Which one would you suggest to start?

Thank you again
Diego

Interestingly enough, the latest, greatest Berkeley DB seems to offer "SQLite-compatible SQL API":

http://www.oracle.com/us/corporate/press/063695

···

On Dec 7, 2010, at 12:04 AM, Eugeni Akmuradov wrote:

Berkley DB, for sure.

For my two cents I am fairly database illiterate the only thing I have
read a decent amount about is normalisation of data.

I am using sequel and Mysql, I chose Mysql because it was popular wide
range of documnetation and community support but mostly it has the
MySQL workbench which will allow me to see graphically what i am doing
which being a beginner and only having used Access 2000 & 2007 prior
was a plus.You can turn networking off in MySQL setup to setup a
single developer PC easily.

There is also a very helpful sequel group if your having any issues
http://groups.google.com/group/sequel-talk and again enough docs for a
beginner here http://sequel.rubyforge.org/

I am a database no nothing and sequel and mysql work for me. And
because its fairly easy I am learning more..

···

On Dec 7, 7:39 pm, Eugeni Akmuradov <e.akmura...@gmail.com> wrote:

oh, i didn't knew that they implemented SQL API.

--
Posted viahttp://www.ruby-forum.com/.

Without knowing your situation: I'd use sqlite3-ruby, or DBI (still
allows you to access different DB engines without performing too much
magic behind the scenes). From what you wrote, it doesn't look like an
ORM (like DataMapper, or ActiveRecord) would be a good fit. And an ORM
might make things you want to do (like analysis of your data) more
difficult that it is necessary.

If you are really unsure: Grab what you find interesting, and do a
little prototyping with a reduced, somewhat simplified dataset that
you'll be working with.
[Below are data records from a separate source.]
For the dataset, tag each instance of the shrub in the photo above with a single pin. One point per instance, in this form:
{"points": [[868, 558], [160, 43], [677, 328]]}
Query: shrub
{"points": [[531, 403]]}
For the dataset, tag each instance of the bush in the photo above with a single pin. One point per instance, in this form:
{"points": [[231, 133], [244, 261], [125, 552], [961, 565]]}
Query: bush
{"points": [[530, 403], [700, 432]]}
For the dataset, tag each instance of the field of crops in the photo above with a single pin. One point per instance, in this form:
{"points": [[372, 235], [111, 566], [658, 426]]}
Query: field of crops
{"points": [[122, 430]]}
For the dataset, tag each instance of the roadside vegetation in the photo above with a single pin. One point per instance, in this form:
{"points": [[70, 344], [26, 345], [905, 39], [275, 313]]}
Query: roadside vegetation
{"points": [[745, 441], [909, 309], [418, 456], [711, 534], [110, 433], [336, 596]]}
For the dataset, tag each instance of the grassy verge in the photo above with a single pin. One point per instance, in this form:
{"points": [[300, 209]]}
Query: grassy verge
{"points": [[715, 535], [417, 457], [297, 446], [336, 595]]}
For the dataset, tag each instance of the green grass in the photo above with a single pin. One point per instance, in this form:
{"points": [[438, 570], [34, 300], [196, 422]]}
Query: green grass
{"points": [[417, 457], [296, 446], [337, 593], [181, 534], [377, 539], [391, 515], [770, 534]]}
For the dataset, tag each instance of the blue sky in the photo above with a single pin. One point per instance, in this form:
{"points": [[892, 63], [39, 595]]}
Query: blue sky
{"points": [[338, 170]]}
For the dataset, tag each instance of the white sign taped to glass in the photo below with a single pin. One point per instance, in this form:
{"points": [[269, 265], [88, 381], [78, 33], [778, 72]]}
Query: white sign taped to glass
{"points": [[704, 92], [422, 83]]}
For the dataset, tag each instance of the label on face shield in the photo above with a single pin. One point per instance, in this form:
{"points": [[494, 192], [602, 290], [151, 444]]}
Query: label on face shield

Once you have something that you are happy
with, stick to that, instead of having to discard half your work
because you start hating the way your chosen tool behaves. :slight_smile:

···

On Sun, Dec 5, 2010 at 10:30 PM, Diego Virasoro <diego.virasoro@gmail.com> wrote:

SQLite[0] might be worth a look, especially if you can split your data
across several instances of SQLite.

Thanks, I'll start with this then.

Any suggestion on the ruby wrapper? It seems that DataMapper is pretty
good and "hides" some of the complexities of SQL. But I've heard of
Sequel as well, and some closer to the SQL code such as ruby-sqlite.

Which one would you suggest to start?

--
Phillip Gawlowski

Though the folk I have met,
(Ah, how soon!) they forget
When I've moved on to some other place,
There may be one or two,
When I've played and passed through,
Who'll remember my song or my face.

IMHO you should definitely have a look at the latest Rails 3 version
of active record which uses arel GitHub - rails/arel: A Relational Algebra

Active record can be used separately from Rails, it always could but
Rails 3 makes it easier to pick particular parts of Rails then ever.

···

On Sun, Dec 5, 2010 at 4:30 PM, Diego Virasoro <diego.virasoro@gmail.com> wrote:

SQLite[0] might be worth a look, especially if you can split your data
across several instances of SQLite.

Thanks, I'll start with this then.

Any suggestion on the ruby wrapper? It seems that DataMapper is pretty
good and "hides" some of the complexities of SQL. But I've heard of
Sequel as well, and some closer to the SQL code such as ruby-sqlite.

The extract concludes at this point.